I’ve been reading the letters of Joyce Grenfell and Katharine Moore, on and off, for a few weeks – the latter kept mentioning the writing process, and consequent publication, of her book Cordial Relations (while making very clear that the title was Heinemann’s idea, not her own). Eventually I capitulated.
The letters are very interesting (have I mentioned them before?) Moore wrote to Grenfell after hearing her criticise a poem on the radio, leaping to the poem’s defence. A few tentative missives back and forth, and then the two became correspondents up until Grenfell’s death – though never met. Quite like blogging/internet friendships, really. But some amusingly odd letters – Moore often saw Grenfell on stage or in concert, and would write of it afterwards.
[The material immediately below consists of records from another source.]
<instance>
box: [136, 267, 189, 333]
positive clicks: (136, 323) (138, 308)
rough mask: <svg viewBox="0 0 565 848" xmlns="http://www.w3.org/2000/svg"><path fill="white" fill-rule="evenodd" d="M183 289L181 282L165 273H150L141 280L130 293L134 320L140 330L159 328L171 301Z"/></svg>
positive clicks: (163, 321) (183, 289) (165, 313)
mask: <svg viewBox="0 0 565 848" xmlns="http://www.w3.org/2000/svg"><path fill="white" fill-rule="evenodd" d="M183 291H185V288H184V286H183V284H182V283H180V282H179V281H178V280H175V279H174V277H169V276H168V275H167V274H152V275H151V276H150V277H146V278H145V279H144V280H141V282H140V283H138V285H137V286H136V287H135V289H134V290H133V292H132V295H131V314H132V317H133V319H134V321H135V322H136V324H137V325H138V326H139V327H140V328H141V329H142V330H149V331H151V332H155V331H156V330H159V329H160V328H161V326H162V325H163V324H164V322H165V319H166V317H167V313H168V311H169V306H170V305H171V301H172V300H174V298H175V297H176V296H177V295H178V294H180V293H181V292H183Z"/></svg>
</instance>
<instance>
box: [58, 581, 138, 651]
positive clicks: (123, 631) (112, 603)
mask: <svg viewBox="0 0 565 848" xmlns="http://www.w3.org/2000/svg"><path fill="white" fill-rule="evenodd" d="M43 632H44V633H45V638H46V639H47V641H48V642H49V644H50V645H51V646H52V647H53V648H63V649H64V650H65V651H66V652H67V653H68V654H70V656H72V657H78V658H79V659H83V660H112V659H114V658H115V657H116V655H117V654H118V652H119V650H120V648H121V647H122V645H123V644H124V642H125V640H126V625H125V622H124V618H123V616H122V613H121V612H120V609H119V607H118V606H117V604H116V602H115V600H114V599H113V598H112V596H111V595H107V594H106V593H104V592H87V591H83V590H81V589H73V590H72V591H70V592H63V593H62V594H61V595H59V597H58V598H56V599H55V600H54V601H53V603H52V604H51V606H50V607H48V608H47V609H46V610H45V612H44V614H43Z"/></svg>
How strange to see your correspondent on stage; stranger to think your correspondent could be somewhere in an anonymous audience. A fascinating scenario. Would I know if I walked past other bloggers on the street?
Anyway, I then discovered that Katharine Moore also wrote, and was rather intrigued by this volume. Seemed quite an arbitrary categorisation, but also quite an interesting one. Have a brief think – who do you reckon will get in? Of which maiden aunts can you think? Only had a quick flick through so far, but can tell you that the book includes sections on Jane Austen, Caroline Fox, Emily Eden, Dorothy Wordsworth (hmm, not very maiden, surely), Louisa M. Alcott, Maria Edgeworth, Harriet Martineau; Aunts to the Brontes (where is that pesky accent?), Gibbon, Lamb and Emerson; fictional Aunts in Ivy Compton-Burnett, Saki, Dickens, and, indeed, Wodehouse. What a wonderful selection of people! And a fascinating schema under which to approach them. I look forward to perusing…
And now I can proudly boast the title of this book. Maybe. Any other strange titles you feel the need to defend?
I love the sound of “Cordial Relations” and I may have a companion volume: “Old Maid to Radical Spinsters, Unmarried Women in the Twentieth-Century Novel”. Typically me though I haven’t actually read it yet.